Syria army launches assault on rebel-held Qusayr: NGO
BEIRUT - Agence France-Presse
Syrian troops take control of the village of Western Dumayna, some seven kilometers north of the rebel-held city of Qusayr, on May 13, 2013. AFP PHOTO/JOSEPH EID
Syrian troops backed by fighters from Lebanese militant group Hezbollah launched an assault on the rebel-held central town of Qusayr on Sunday, after months of fierce fighting in the area, a watchdog said.
"The assault on Qusayr has started. There is fierce fighting between rebels and the army around the entrances to the town," Syrian Observatory for Human Rights director Rami Abdel Rahman said.
"Soldiers and tanks are trying to advance into the town, the rebel forces are attempting to push them back," Abdel Rahman told AFP." Fighters from Hezbollah, a key ally of the Syrian regime, "are playing a central role in the battle," he added.
The ground assault began after a heavy early morning bombardment of the town by aircraft and artillery, that killed at least 20 people, including 11 rebel fighters, the Observatory said.

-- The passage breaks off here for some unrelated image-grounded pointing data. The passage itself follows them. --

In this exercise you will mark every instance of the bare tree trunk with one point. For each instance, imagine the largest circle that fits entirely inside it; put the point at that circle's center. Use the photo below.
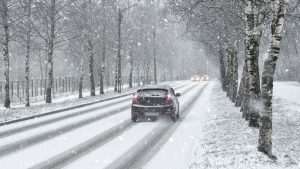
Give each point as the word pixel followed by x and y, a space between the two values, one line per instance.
pixel 118 58
pixel 91 67
pixel 6 39
pixel 102 68
pixel 265 131
pixel 252 61
pixel 131 69
pixel 239 98
pixel 50 51
pixel 227 70
pixel 222 70
pixel 234 75
pixel 154 57
pixel 27 57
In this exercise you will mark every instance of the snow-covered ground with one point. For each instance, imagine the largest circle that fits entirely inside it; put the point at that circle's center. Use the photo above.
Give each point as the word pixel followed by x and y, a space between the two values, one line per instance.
pixel 210 134
pixel 226 141
pixel 20 111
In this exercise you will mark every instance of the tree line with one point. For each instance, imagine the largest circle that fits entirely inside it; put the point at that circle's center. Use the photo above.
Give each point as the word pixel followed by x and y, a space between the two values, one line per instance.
pixel 102 43
pixel 250 34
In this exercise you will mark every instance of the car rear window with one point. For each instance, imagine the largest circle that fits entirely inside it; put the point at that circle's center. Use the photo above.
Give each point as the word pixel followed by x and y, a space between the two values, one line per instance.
pixel 153 92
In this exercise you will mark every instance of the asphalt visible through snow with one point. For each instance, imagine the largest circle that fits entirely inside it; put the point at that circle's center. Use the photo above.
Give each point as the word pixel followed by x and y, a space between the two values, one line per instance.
pixel 66 139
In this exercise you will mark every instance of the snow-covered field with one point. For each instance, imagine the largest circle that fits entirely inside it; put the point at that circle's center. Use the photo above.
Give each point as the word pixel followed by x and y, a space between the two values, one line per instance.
pixel 210 134
pixel 226 141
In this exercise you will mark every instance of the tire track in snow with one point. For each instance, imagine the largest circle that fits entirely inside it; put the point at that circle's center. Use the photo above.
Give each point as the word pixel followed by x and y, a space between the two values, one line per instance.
pixel 76 152
pixel 60 118
pixel 27 142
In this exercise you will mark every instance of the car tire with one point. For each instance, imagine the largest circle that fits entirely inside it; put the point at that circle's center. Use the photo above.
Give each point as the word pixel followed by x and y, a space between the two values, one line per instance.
pixel 178 112
pixel 133 119
pixel 153 118
pixel 174 117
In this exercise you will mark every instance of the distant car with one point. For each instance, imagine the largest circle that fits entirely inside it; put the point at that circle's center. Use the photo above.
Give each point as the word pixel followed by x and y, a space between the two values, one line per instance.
pixel 205 78
pixel 195 78
pixel 153 101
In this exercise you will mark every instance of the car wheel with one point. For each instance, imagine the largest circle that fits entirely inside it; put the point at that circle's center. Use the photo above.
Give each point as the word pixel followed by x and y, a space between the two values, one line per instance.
pixel 153 118
pixel 174 117
pixel 133 119
pixel 178 112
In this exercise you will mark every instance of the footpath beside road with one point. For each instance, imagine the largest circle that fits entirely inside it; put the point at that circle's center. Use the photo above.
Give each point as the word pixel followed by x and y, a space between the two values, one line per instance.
pixel 226 141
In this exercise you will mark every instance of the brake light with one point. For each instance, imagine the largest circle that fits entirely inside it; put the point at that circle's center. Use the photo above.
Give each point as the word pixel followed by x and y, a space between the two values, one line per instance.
pixel 135 99
pixel 169 99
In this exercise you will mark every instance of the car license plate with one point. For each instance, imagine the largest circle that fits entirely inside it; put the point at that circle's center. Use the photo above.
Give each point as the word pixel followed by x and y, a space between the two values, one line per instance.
pixel 151 114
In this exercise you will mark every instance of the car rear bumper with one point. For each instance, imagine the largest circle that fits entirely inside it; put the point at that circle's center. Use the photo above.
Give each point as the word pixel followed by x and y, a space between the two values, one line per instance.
pixel 141 110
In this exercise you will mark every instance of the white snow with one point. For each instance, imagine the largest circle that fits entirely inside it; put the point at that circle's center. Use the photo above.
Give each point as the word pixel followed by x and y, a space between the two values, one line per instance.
pixel 212 135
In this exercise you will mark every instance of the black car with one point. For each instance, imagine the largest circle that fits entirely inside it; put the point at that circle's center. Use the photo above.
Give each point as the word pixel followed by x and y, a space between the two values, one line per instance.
pixel 153 101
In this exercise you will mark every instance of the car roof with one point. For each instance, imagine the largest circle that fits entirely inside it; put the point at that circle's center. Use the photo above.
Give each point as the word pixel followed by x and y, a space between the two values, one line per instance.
pixel 164 87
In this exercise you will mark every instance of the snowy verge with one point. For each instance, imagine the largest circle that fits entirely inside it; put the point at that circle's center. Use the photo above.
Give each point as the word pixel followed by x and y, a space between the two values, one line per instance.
pixel 226 141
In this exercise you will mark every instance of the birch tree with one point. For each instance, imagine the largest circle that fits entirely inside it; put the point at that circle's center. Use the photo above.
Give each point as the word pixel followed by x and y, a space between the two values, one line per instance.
pixel 5 41
pixel 265 131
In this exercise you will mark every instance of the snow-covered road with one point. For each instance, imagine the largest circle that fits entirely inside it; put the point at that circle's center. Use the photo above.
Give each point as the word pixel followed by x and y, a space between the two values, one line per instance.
pixel 103 136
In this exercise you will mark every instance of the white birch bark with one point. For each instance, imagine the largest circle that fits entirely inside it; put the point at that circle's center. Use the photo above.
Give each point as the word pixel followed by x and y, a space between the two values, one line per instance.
pixel 51 51
pixel 265 131
pixel 28 48
pixel 252 62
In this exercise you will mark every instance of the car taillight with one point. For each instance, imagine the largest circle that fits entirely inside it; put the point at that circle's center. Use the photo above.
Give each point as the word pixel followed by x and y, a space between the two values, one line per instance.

The Syrian Revolution General Commission, a network of activists on the ground, also reported that Qusayr had come under intense bombardment.
"A rain of shells on the city, at the same time as artillery fire and mortar fire from dawn. Homes were destroyed and burnt down," the group said.
The Syrian regime has made recapturing the town of Qusayr and the surrounding district of Homs province a key objective, and fierce fighting has raged in the vicinity for months.
In recent weeks, government troops backed by Hezbollah and members of the National Defence Forces, a pro-regime militia, have advanced in the region, taking a string of villages and reportedly surrounding Qusayr on three sides.
Last week, a military source said the army dropped leaflets on the town, warning civilians to leave ahead of an imminent military operation.
But activists denied the leaflets were dropped and said there was no safe way out of the city anyway.
The Qusayr area is considered of strategic importance because it lies between the capital and the Mediterranean coast, and is close to the Lebanese border.